Cimitero di gomme nell’Oceano: un grande progetto che si è dimostrato un vero disastro ambientale. Vediamo tutti i dettagli della vicenda
Oggi sappiamo che l’Oceano è minacciato continuamente da montagne di rifiuti che arrivano in mare aperto e a volte creano delle vere e proprie isole di spazzatura. Uno scempio che non fa altro che ledere il già fragile equilibrio marino. Tutta colpa dell’uomo e del suo scellerato modo di disperdere i materiali nell’ambiente.

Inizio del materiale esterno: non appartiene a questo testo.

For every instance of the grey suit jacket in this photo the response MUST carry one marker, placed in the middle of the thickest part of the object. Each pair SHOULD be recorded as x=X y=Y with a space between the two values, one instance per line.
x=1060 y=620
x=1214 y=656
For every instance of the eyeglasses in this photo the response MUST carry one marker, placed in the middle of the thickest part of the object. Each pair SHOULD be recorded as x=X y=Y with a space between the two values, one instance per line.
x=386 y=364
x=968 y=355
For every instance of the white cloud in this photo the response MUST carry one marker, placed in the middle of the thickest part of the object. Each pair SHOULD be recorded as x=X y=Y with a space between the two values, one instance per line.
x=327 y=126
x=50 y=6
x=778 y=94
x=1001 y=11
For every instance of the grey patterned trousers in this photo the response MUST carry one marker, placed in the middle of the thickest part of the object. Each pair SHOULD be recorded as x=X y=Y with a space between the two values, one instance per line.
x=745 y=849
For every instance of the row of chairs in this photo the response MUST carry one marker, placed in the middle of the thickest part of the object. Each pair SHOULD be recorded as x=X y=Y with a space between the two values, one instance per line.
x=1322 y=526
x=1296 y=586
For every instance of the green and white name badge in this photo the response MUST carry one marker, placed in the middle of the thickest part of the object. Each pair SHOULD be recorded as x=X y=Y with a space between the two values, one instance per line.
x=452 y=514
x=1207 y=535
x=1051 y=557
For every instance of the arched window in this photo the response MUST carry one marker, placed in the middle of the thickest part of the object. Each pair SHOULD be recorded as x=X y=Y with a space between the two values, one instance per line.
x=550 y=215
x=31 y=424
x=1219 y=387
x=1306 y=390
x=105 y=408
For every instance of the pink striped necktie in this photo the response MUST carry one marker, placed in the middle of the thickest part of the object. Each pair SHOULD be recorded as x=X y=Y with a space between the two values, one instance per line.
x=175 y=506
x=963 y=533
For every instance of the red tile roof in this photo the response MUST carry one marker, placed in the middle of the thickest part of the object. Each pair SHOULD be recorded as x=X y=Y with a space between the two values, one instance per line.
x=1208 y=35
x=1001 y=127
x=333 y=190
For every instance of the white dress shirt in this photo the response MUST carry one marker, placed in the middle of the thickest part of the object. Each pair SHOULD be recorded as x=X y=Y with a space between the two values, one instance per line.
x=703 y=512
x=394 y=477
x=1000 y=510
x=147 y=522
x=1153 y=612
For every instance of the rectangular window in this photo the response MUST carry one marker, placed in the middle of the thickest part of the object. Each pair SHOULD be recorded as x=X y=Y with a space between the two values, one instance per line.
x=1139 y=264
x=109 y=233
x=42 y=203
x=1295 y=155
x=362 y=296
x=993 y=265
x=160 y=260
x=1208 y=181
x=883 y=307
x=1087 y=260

Nulla ha a che vedere con questo il cimitero di gomme che si trova in fondo all’Oceano Atlantico, anche se il principale responsabile è sempre l’uomo. Ma come ci sono finiti così tanti pneumatici nei fondali marini? Tutta “colpa”, si fa per dire, del progetto Osborne Reef che negli anni Settanta fu messo in atto al largo di Sunrise Boulevard a Fort Lauderdale in Florida. È proprio qui che furono scaricati in mare circa 2 milioni di pneumatici. Ma perché? Facciamo chiarezza.
Cimitero di gomme nell’Oceano: il motivo
Creare una la barriera corallina artificiale, la più lunga del mondo, al largo della Florida, per incoraggiare la crescita di nuovi coralli, migliorare la biodiversità del luogo, attirando anche i pesci di grossa taglia per un doppio giovamento: naturale ed economico. Era questo l’intento del progetto Osborne Reef proposto da un’associazione no profit di pescatori e accettato dalle autorità federali. Ecco allora che è stato creato un vero e proprio substrato di gomme usate che furono legate tra di loro con ganci in acciaio e delle cinghie di nylon.

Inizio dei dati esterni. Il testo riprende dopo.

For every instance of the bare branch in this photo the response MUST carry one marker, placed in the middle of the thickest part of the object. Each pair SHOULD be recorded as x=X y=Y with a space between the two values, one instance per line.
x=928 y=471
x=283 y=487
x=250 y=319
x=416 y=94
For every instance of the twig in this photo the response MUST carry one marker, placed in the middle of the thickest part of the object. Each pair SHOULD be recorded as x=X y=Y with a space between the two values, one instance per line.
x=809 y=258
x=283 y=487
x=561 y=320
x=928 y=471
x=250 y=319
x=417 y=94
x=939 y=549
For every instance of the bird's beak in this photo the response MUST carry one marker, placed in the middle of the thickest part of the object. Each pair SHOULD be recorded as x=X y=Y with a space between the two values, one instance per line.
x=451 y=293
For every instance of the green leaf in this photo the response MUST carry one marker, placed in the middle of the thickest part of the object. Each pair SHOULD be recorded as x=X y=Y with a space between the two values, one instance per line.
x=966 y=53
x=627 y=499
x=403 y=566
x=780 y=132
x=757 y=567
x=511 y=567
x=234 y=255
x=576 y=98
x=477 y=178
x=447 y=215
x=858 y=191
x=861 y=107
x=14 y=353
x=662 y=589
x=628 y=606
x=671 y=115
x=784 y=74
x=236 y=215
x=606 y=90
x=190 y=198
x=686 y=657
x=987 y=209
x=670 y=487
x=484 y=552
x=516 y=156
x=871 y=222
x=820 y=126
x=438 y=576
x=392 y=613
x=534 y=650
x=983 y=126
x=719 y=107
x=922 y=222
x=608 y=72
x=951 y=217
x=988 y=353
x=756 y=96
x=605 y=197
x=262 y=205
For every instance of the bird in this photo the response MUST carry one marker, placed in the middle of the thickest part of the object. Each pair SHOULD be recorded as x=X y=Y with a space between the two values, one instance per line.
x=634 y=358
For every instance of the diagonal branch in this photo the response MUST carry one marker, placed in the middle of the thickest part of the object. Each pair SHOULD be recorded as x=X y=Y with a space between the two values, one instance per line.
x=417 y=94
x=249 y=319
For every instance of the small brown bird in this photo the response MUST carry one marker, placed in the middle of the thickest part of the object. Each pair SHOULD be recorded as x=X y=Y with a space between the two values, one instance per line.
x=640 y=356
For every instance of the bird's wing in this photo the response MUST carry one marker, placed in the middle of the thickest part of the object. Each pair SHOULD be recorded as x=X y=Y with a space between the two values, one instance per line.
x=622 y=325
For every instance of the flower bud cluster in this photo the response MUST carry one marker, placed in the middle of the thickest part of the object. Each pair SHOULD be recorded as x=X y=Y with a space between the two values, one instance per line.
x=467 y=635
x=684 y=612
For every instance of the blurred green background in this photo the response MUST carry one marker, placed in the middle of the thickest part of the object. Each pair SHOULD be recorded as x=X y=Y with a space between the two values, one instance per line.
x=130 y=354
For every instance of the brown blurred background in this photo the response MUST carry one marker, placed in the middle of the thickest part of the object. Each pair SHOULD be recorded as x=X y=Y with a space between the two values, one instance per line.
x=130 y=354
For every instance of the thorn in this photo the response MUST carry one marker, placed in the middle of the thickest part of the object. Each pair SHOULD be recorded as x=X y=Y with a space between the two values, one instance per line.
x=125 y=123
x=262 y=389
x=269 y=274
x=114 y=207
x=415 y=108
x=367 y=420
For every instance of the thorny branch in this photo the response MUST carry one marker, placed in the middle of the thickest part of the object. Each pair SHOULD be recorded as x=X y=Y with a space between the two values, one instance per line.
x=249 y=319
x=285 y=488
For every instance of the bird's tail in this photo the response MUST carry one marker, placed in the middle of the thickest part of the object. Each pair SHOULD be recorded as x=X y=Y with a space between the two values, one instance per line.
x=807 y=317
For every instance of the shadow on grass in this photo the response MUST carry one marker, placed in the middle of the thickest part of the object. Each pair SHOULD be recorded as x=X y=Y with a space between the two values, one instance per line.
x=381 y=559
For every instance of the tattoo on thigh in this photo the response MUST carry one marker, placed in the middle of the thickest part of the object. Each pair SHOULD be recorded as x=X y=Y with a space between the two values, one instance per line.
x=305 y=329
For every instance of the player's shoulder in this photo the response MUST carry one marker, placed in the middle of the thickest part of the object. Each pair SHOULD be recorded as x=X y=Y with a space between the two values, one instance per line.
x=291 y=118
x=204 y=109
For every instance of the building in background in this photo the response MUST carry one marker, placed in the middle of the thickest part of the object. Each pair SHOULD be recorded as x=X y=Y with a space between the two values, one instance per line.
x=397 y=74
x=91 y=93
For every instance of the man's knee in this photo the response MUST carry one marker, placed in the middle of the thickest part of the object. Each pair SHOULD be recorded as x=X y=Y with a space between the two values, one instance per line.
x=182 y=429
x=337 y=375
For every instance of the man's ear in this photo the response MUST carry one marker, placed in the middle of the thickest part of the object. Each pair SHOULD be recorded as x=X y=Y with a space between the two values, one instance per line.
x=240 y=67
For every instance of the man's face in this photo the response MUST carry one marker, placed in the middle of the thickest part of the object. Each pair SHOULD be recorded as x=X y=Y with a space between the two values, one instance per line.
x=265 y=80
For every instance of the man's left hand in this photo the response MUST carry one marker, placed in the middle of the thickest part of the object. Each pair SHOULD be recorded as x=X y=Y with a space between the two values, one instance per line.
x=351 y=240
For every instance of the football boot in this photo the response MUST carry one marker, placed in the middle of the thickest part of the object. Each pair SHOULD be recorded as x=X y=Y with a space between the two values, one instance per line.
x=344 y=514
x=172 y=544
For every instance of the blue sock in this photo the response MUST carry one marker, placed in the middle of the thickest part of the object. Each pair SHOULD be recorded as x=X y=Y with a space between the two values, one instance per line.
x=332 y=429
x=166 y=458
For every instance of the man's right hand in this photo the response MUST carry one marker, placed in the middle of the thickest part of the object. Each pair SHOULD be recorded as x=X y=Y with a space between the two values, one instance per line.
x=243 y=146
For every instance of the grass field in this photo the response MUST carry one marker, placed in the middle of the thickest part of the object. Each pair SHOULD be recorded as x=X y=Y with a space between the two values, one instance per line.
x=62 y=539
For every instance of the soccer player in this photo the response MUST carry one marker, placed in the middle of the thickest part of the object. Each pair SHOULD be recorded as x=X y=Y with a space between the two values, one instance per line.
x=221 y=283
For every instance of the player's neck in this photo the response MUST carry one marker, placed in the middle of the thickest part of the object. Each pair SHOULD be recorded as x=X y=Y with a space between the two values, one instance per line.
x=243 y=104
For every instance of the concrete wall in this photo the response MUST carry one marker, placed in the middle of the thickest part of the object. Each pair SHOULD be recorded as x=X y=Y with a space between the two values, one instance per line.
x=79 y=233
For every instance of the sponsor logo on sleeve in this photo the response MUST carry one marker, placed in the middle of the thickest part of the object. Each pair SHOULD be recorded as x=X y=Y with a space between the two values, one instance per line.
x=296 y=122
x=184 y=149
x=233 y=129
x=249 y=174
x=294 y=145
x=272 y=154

Un progetto enorme e proposto come uno dei più innovativi del momento. Peccato che si è dimostrato solo un grosso buco nell’acqua rivelandosi uno dei più grossi disastri ambientali mai visti al mondo. L’acqua salata, infatti, ha corroso le cinghie che tenevano attaccati i pneumatici e così questi hanno iniziato a “vagare” sul fondale dell’oceano diventando delle vere e proprie mine trasportate dalle correnti oceaniche, dalle onde e dalle tempeste in giro per il mare.
Un danno enorme per l’equilibrio marino, già fragile perché minacciato da altri fattori come la crisi climatica, l’inquinamento e la pesca intensiva. Per cercare di rimediare dal 2007 ad oggi sono in atto una serie di azioni che si stanno dedicando alla rimozione delle gomme dal fondale che, come si può immaginare, non è per nulla facile. A collaborare anche l’esercito e alcune associazioni no-profit.